Abstract |
"The eye, the window of the soul, is the principal means by which the central sense can most completely and abundantly appreciate the infinite works of nature.” (Leonardo Da Vinci). Can you imagine life without this window? Around 300 million people across the globe are visually impaired. Our investigation, “Lumos”, aims to assist those visually impaired using modern 21st century technologies such as transformers and Large Language Models (LLMs).

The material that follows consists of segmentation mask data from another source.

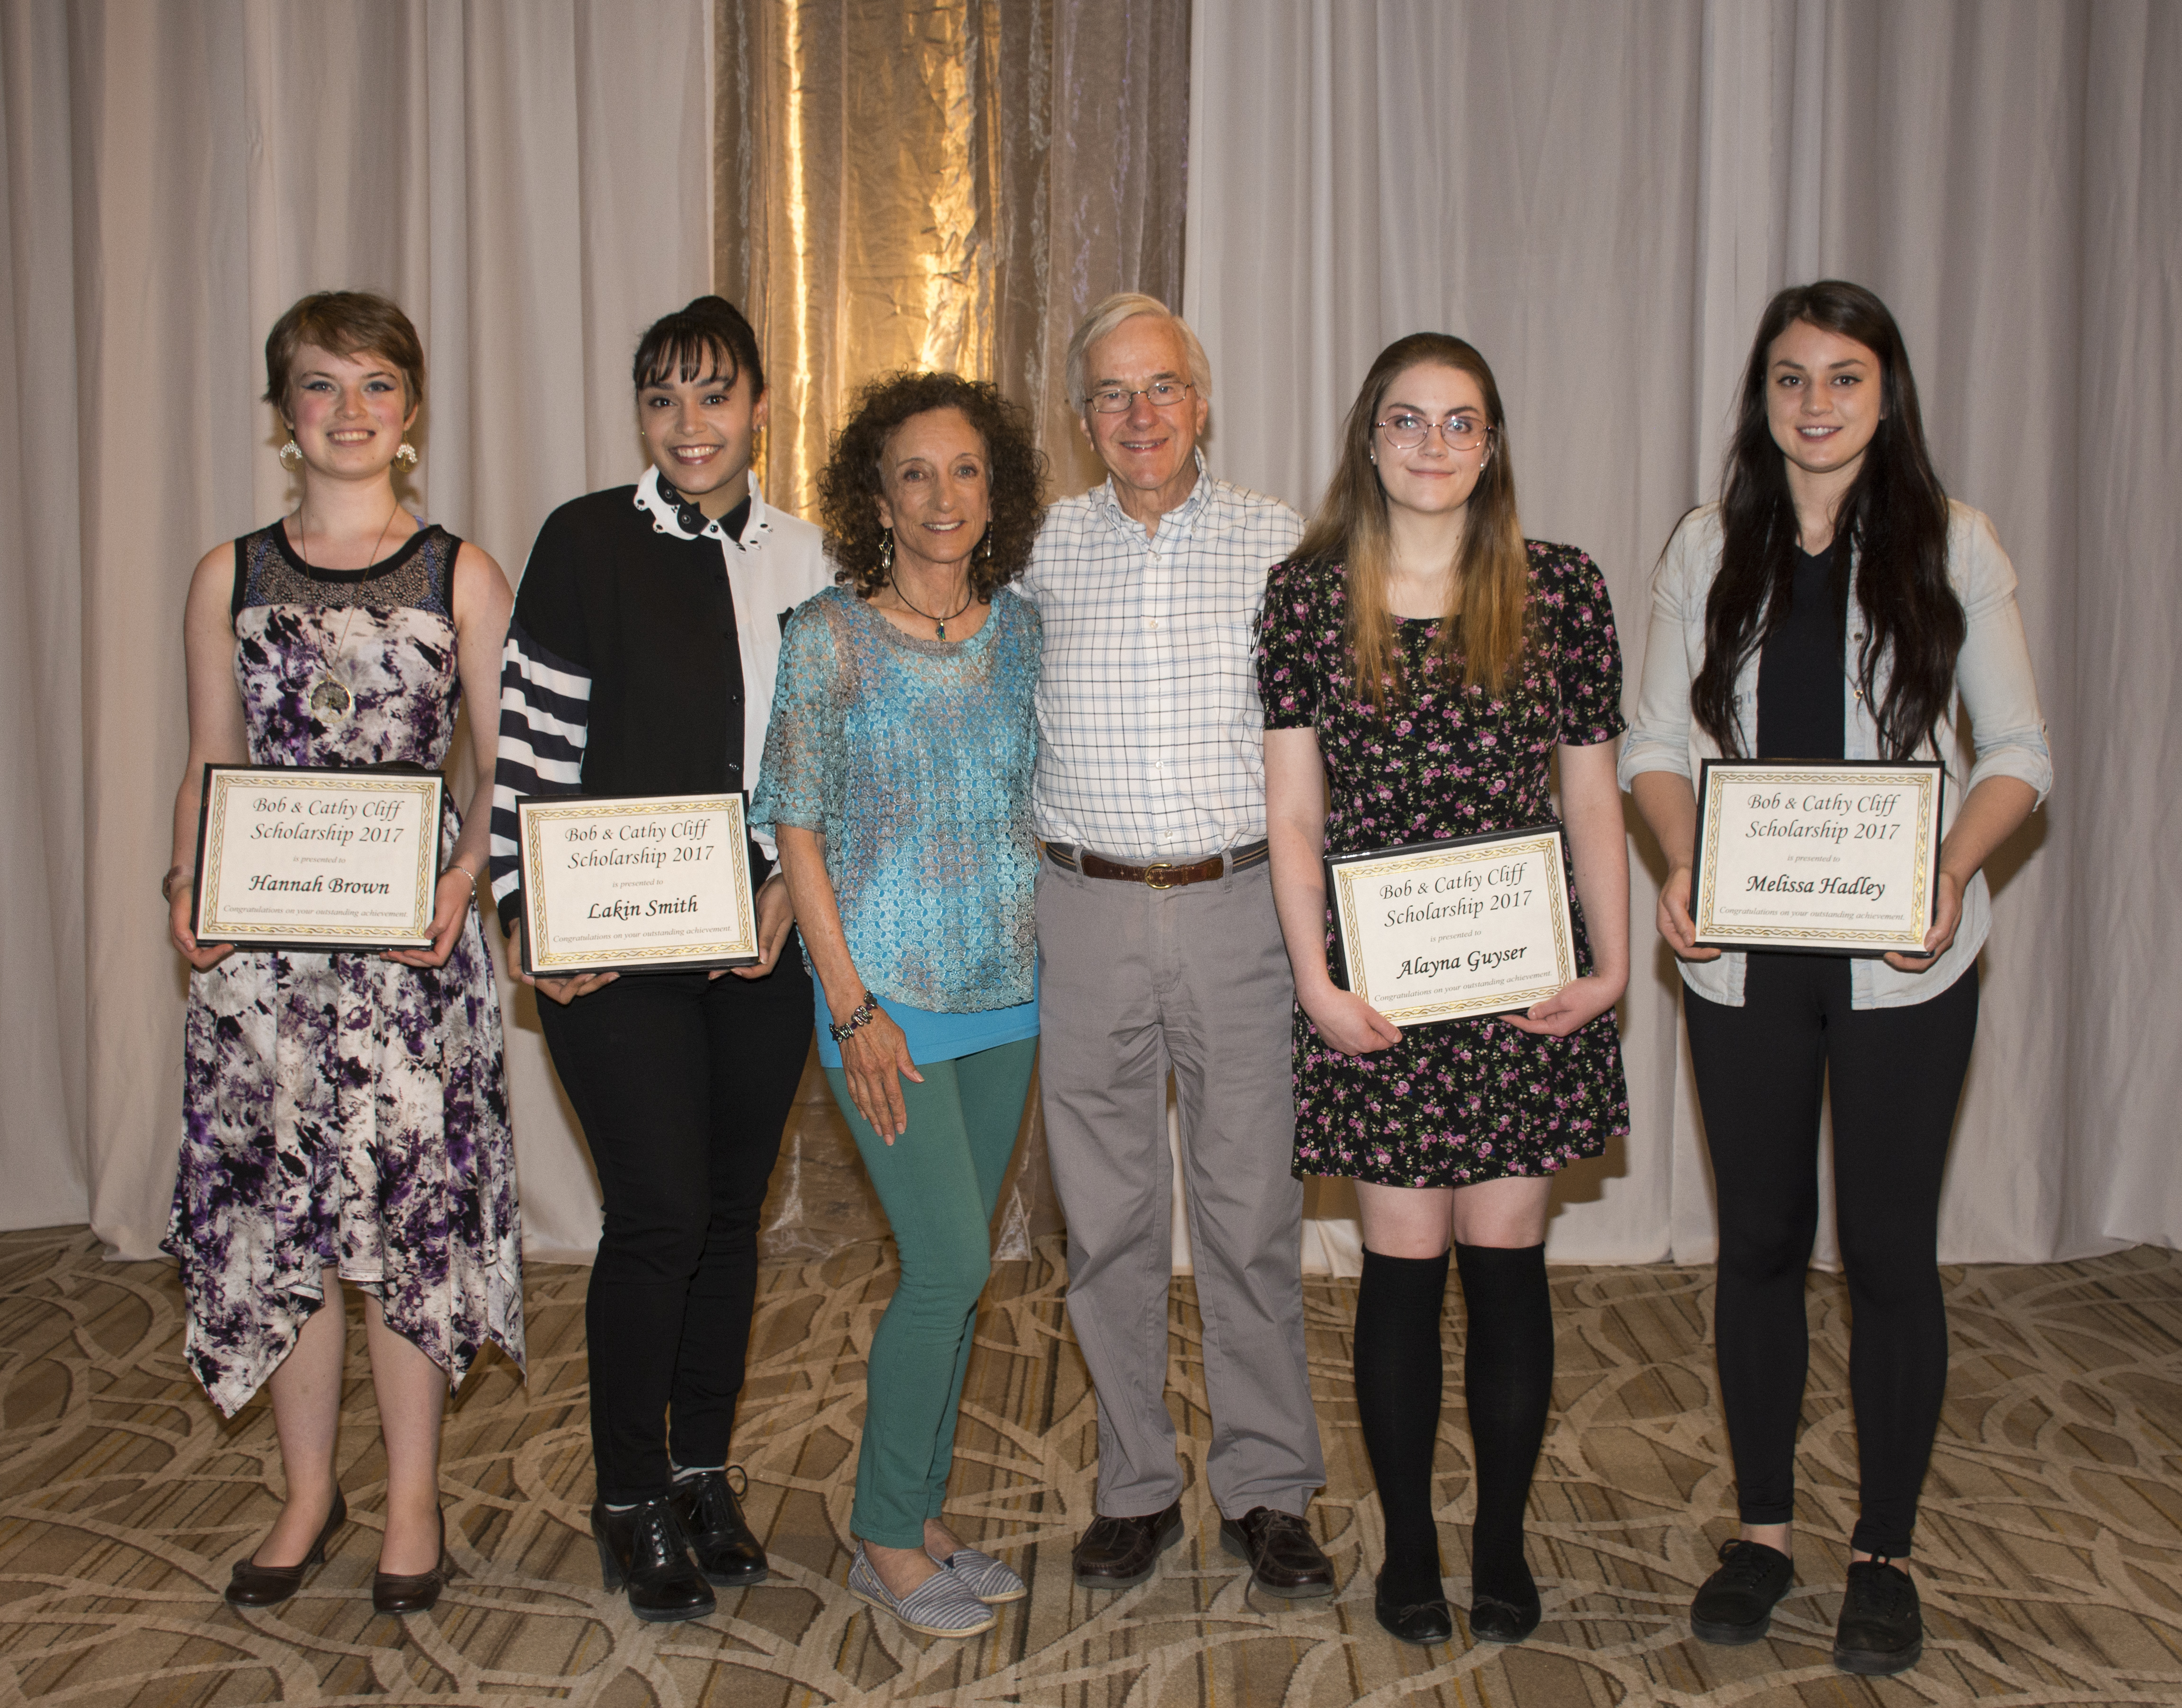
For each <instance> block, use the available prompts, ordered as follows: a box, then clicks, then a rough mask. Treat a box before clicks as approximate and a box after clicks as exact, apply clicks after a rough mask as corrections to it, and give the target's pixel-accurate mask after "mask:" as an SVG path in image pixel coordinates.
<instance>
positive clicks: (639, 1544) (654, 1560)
mask: <svg viewBox="0 0 2182 1708" xmlns="http://www.w3.org/2000/svg"><path fill="white" fill-rule="evenodd" d="M591 1540H594V1542H598V1571H600V1575H602V1577H604V1579H607V1588H609V1590H620V1588H624V1586H626V1588H628V1612H633V1614H635V1616H637V1619H642V1621H646V1623H650V1625H672V1623H674V1621H676V1619H703V1616H705V1614H709V1612H711V1610H714V1605H716V1603H714V1597H711V1584H707V1581H705V1573H700V1571H698V1568H696V1562H694V1560H692V1557H690V1540H687V1538H685V1536H683V1529H681V1520H679V1518H676V1516H674V1496H670V1494H661V1496H659V1499H655V1501H644V1503H639V1505H633V1507H628V1512H607V1503H604V1501H594V1503H591Z"/></svg>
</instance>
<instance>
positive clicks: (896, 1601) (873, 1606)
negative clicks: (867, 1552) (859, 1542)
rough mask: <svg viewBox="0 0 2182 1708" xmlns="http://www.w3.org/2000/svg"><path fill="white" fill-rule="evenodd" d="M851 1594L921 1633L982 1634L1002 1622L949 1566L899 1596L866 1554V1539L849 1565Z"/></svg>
mask: <svg viewBox="0 0 2182 1708" xmlns="http://www.w3.org/2000/svg"><path fill="white" fill-rule="evenodd" d="M849 1595H853V1597H855V1599H858V1601H862V1603H866V1605H871V1608H877V1610H879V1612H890V1614H892V1616H895V1619H899V1621H901V1623H903V1625H908V1627H910V1629H912V1632H916V1634H919V1636H978V1634H980V1632H988V1629H993V1627H995V1625H997V1623H999V1614H997V1612H993V1610H991V1608H988V1605H984V1603H982V1601H980V1599H978V1597H975V1595H971V1592H969V1590H967V1588H962V1579H960V1577H956V1575H954V1573H951V1571H947V1568H945V1566H943V1568H940V1571H936V1573H932V1577H927V1579H925V1581H923V1584H919V1586H916V1588H914V1590H910V1592H908V1595H903V1597H897V1595H895V1592H892V1590H890V1588H886V1581H884V1579H882V1577H879V1573H877V1571H875V1568H873V1564H871V1560H868V1557H866V1555H864V1547H862V1542H860V1544H858V1549H855V1560H853V1562H851V1564H849Z"/></svg>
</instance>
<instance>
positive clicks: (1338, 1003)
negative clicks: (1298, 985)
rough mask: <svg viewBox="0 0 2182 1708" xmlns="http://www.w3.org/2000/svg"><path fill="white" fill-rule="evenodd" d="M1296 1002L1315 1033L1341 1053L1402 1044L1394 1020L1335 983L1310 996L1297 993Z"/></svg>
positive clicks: (1344, 1055) (1399, 1035)
mask: <svg viewBox="0 0 2182 1708" xmlns="http://www.w3.org/2000/svg"><path fill="white" fill-rule="evenodd" d="M1296 1001H1300V1003H1303V1012H1305V1014H1309V1017H1311V1025H1316V1027H1318V1036H1320V1038H1324V1041H1327V1043H1329V1045H1333V1047H1335V1049H1338V1051H1342V1056H1370V1054H1372V1051H1375V1049H1392V1047H1394V1045H1399V1043H1401V1027H1399V1025H1394V1021H1390V1019H1388V1017H1386V1014H1381V1012H1379V1010H1377V1008H1372V1006H1370V1003H1368V1001H1364V999H1362V997H1359V995H1355V993H1353V990H1342V988H1340V986H1338V984H1329V986H1327V988H1324V990H1314V993H1311V995H1309V997H1303V995H1300V993H1298V997H1296Z"/></svg>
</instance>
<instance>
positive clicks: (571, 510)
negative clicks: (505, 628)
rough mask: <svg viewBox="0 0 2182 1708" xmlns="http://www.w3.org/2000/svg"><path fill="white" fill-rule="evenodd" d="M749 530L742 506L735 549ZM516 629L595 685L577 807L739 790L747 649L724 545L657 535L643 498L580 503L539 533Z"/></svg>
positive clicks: (590, 697) (539, 529) (733, 523)
mask: <svg viewBox="0 0 2182 1708" xmlns="http://www.w3.org/2000/svg"><path fill="white" fill-rule="evenodd" d="M663 491H666V486H663ZM746 519H748V500H744V502H742V506H738V508H735V513H731V515H729V517H724V519H722V526H724V528H727V532H729V537H738V534H740V532H742V524H744V521H746ZM513 630H517V633H519V635H521V637H524V641H526V643H528V648H530V650H532V654H535V657H539V659H543V661H548V663H552V665H554V667H561V670H567V672H570V674H574V676H587V678H589V687H591V691H589V705H587V709H585V713H583V722H585V726H587V733H585V744H583V794H683V792H687V794H720V792H740V790H742V787H744V753H742V739H744V737H742V643H740V639H738V633H735V593H733V589H731V587H729V580H727V565H724V561H722V558H720V545H718V541H711V539H676V537H674V534H670V532H666V530H661V528H657V526H655V524H652V519H650V515H648V513H646V510H642V508H637V502H635V486H615V489H611V491H602V493H585V495H583V497H578V500H572V502H567V504H563V506H561V508H559V510H554V513H552V515H550V517H545V526H543V528H539V539H537V545H532V548H530V563H528V565H526V569H524V585H521V591H519V593H517V598H515V620H513Z"/></svg>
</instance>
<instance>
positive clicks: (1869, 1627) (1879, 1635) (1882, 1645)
mask: <svg viewBox="0 0 2182 1708" xmlns="http://www.w3.org/2000/svg"><path fill="white" fill-rule="evenodd" d="M1922 1656H1925V1614H1922V1610H1920V1608H1918V1599H1916V1584H1911V1581H1909V1573H1905V1571H1903V1568H1901V1566H1896V1564H1890V1562H1887V1560H1850V1562H1848V1595H1844V1597H1842V1619H1839V1623H1837V1625H1835V1627H1833V1664H1835V1667H1839V1669H1842V1671H1844V1673H1861V1675H1863V1677H1894V1673H1907V1671H1909V1669H1911V1667H1916V1664H1918V1660H1922Z"/></svg>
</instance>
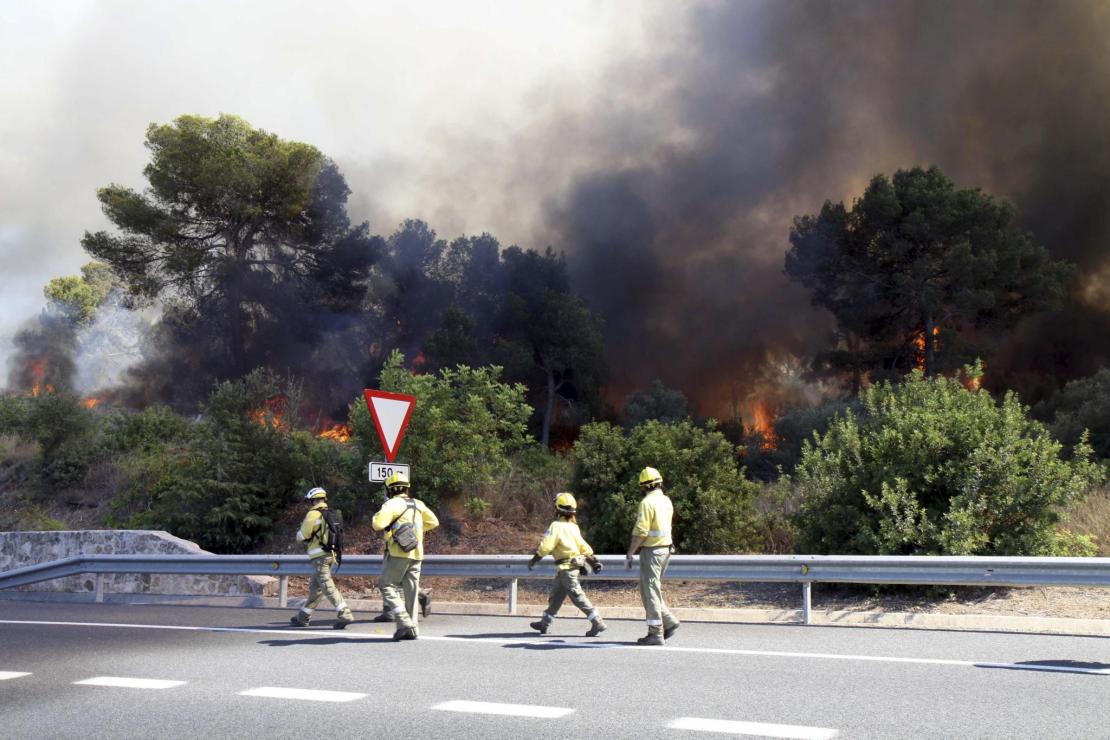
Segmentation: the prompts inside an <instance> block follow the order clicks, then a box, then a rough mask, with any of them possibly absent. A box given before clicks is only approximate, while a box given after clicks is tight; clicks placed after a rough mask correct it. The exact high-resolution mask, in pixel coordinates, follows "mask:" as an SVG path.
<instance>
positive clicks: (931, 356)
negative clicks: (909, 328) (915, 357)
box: [925, 312, 937, 377]
mask: <svg viewBox="0 0 1110 740" xmlns="http://www.w3.org/2000/svg"><path fill="white" fill-rule="evenodd" d="M936 331H937V324H936V322H935V321H934V318H932V313H931V312H930V313H928V314H926V316H925V376H926V377H932V374H934V372H935V369H934V366H935V364H936V359H935V353H934V336H935V335H934V332H936Z"/></svg>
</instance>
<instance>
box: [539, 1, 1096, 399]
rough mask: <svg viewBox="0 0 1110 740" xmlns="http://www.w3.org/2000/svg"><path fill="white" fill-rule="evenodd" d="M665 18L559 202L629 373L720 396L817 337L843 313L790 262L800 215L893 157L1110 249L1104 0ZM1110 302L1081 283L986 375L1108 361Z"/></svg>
mask: <svg viewBox="0 0 1110 740" xmlns="http://www.w3.org/2000/svg"><path fill="white" fill-rule="evenodd" d="M666 24H667V28H666V29H665V31H666V32H664V29H656V32H657V38H658V40H659V47H658V48H657V50H656V51H655V53H654V54H653V55H652V57H650V58H649V59H648V60H646V61H642V62H640V63H638V64H635V65H633V64H628V65H625V67H622V68H619V69H618V70H616V71H614V72H613V73H612V75H610V78H609V79H608V81H607V85H608V89H609V90H620V91H622V92H620V94H609V95H606V97H604V99H602V100H603V102H602V103H601V104H599V105H598V107H597V108H596V109H595V110H594V111H593V112H592V113H591V114H589V115H587V116H585V118H584V119H583V120H582V121H579V122H578V126H577V128H576V129H575V135H576V136H578V139H579V141H589V142H591V144H589V145H591V146H592V149H593V151H594V152H595V153H594V154H593V156H592V161H591V163H589V164H588V166H586V168H584V169H583V171H582V173H581V174H579V175H578V176H577V178H576V179H575V181H574V183H573V186H572V187H571V189H569V190H568V192H566V193H565V194H564V195H562V196H559V197H557V199H554V200H553V201H552V203H551V206H549V209H548V226H549V229H551V230H552V232H553V233H556V234H558V239H556V240H555V241H556V242H557V243H561V244H562V245H563V246H564V247H565V249H566V250H567V251H568V253H569V263H571V266H572V271H573V273H574V277H575V281H576V284H577V285H578V287H579V288H581V290H583V291H584V292H585V293H586V294H587V296H588V297H589V300H591V301H592V302H593V303H594V305H595V306H596V307H597V308H599V310H601V312H602V313H603V315H604V316H605V317H606V321H607V323H608V327H607V339H608V349H609V353H610V365H612V367H613V368H614V374H615V375H616V376H617V377H616V378H615V381H616V382H617V385H618V387H619V386H620V385H622V384H624V385H626V386H632V385H635V386H639V387H644V386H646V385H647V382H648V381H649V379H650V378H652V377H654V376H662V377H663V378H664V379H665V381H666V382H667V383H669V384H672V385H676V386H678V387H680V388H683V389H684V391H686V392H687V393H688V394H690V395H692V396H693V397H694V398H695V399H696V401H698V402H700V404H702V407H703V408H702V410H703V412H713V413H720V410H722V405H723V404H724V403H725V399H726V397H727V389H728V388H730V387H735V385H736V384H737V383H740V384H741V385H743V384H744V383H745V379H746V378H753V377H754V376H755V374H756V372H757V369H758V368H759V367H760V366H763V365H764V364H765V363H766V362H767V359H768V356H769V355H771V356H773V355H776V354H781V353H797V354H800V355H804V356H809V355H811V354H813V353H814V352H815V351H816V349H818V348H820V347H821V346H823V344H824V343H825V342H826V341H827V338H828V330H829V326H830V324H829V323H828V322H829V320H828V317H827V316H821V315H820V314H818V313H817V312H815V311H814V310H813V308H810V307H809V302H808V297H807V296H806V295H805V294H804V293H803V292H801V291H800V290H799V288H797V287H795V286H791V285H789V284H788V283H787V282H786V280H785V277H784V276H783V254H784V252H785V250H786V247H787V246H788V244H787V235H788V232H789V226H790V221H791V219H793V216H795V215H800V214H803V213H815V212H816V211H817V210H818V209H819V207H820V204H821V203H823V202H824V201H825V200H834V201H841V200H844V201H850V200H851V199H854V197H857V196H858V195H860V194H861V193H862V190H864V186H865V185H866V183H867V181H868V180H869V179H870V178H871V176H872V175H874V174H877V173H887V174H891V173H892V172H894V171H895V170H897V169H899V168H909V166H912V165H916V164H922V165H926V164H937V165H938V166H940V169H941V170H942V171H945V173H946V174H948V175H949V176H951V178H952V179H953V180H955V181H956V183H957V185H958V186H980V187H982V189H985V190H987V191H988V192H991V193H992V194H996V195H999V196H1002V197H1006V199H1009V200H1011V201H1012V202H1015V204H1016V205H1017V207H1018V212H1019V216H1020V217H1021V219H1022V222H1023V224H1025V225H1026V226H1027V227H1028V229H1030V230H1031V231H1032V232H1033V234H1035V235H1036V237H1037V239H1038V240H1039V241H1040V242H1041V243H1043V244H1045V245H1046V246H1047V247H1048V249H1049V250H1050V251H1051V252H1052V254H1053V255H1056V256H1057V257H1062V259H1067V260H1069V261H1072V262H1074V263H1077V264H1078V265H1079V267H1080V273H1081V275H1087V276H1089V275H1093V273H1094V272H1096V271H1097V270H1099V268H1100V267H1106V265H1107V264H1108V256H1110V251H1108V246H1110V209H1107V207H1106V203H1104V200H1106V193H1108V192H1110V146H1108V142H1110V63H1108V59H1110V6H1108V4H1106V3H1104V2H1098V1H1092V2H1057V3H1046V2H1040V1H1036V2H1012V1H1007V2H967V1H960V2H936V1H928V2H874V1H868V2H835V3H828V2H797V1H783V0H775V1H774V2H766V3H724V2H723V3H707V4H699V6H695V7H693V8H690V9H689V12H688V13H686V17H685V19H684V20H683V21H682V22H676V20H675V19H674V18H668V19H666ZM565 129H566V123H565V121H559V126H558V129H556V128H555V126H553V131H555V130H565ZM552 135H555V134H552ZM548 151H555V152H557V151H559V148H557V146H549V148H548ZM1103 274H1107V273H1103ZM1083 280H1084V281H1087V283H1083V282H1082V281H1081V283H1080V285H1078V286H1077V296H1078V295H1079V294H1080V293H1082V292H1083V291H1084V288H1086V294H1087V295H1090V294H1092V293H1096V294H1097V293H1099V291H1097V290H1096V291H1092V290H1091V285H1090V283H1089V281H1091V280H1097V278H1093V277H1084V278H1083ZM1101 295H1102V296H1106V295H1107V293H1106V291H1102V292H1101ZM1080 317H1081V318H1082V321H1079V318H1080ZM1108 318H1110V313H1108V306H1107V304H1106V301H1104V298H1103V300H1102V302H1101V304H1099V305H1092V304H1091V303H1090V302H1084V301H1081V300H1079V298H1078V297H1077V300H1074V301H1071V302H1070V303H1069V305H1068V307H1067V308H1066V311H1064V312H1063V314H1062V315H1057V316H1053V317H1051V318H1043V317H1042V318H1041V320H1039V321H1033V322H1030V323H1029V325H1027V326H1025V327H1022V328H1021V331H1019V332H1018V333H1017V335H1016V336H1015V337H1013V339H1012V341H1011V343H1010V346H1009V347H1008V348H1007V349H1006V351H1005V352H1003V353H999V356H998V357H996V358H988V365H989V367H990V371H991V372H992V374H993V376H995V378H996V379H1000V382H1001V383H1003V384H1006V383H1007V379H1008V377H1007V376H1010V377H1012V378H1013V379H1015V381H1016V382H1018V381H1020V384H1021V386H1022V388H1025V389H1027V391H1028V392H1030V393H1032V394H1033V395H1036V394H1037V393H1039V392H1040V387H1042V386H1045V385H1046V383H1047V384H1048V385H1058V384H1059V383H1060V382H1062V381H1064V379H1067V378H1068V377H1070V376H1072V375H1074V374H1081V373H1082V372H1087V369H1088V368H1089V367H1091V366H1097V365H1098V364H1101V363H1103V362H1106V361H1107V359H1108V357H1107V354H1106V353H1107V351H1106V349H1103V348H1101V347H1104V346H1106V342H1104V341H1102V342H1099V343H1098V344H1099V345H1101V347H1100V346H1092V341H1093V339H1094V337H1098V336H1102V337H1104V336H1106V335H1107V330H1108V328H1110V321H1108ZM1061 322H1064V323H1067V324H1068V325H1069V326H1070V328H1069V334H1068V335H1067V336H1060V335H1059V334H1058V333H1056V326H1057V325H1058V324H1059V323H1061ZM1050 335H1051V336H1052V337H1053V342H1052V347H1053V354H1052V356H1051V357H1045V356H1043V355H1041V354H1040V349H1041V347H1045V346H1046V339H1047V337H1048V336H1050ZM1038 378H1039V379H1038Z"/></svg>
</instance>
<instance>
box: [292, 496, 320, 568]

The idea is simple: the user straps on a wearable, which they can speak to, by holding down a button on the device. Then the user gets a response, like talking to a human. The wearable contains a camera module, and a Raspberry Pi. An innovative radar feature may be implemented. The project is simple: a wearable was designed to be compact, intuitive, and able to run Edge AI using methods of optimising LLMs and transformers, through quantization and others. The VQA (Visual Question-Answering) model will be further fine-tuned and rigorously tested. Metrics and data regarding the model were collected in a Juypter notebook, which could be used to further optimise the model. The base model performs at approximately 80-84% accuracy at a latency of 1-3 seconds on Cloud TPU. We expect the mobile model to perform with over 70% accuracy on VQAv2 and others, favouring large token count.
In conclusion, our project aims to positively impact daily activities such as navigation and communication for visually impaired individuals, contributing to greater independence and accessibility.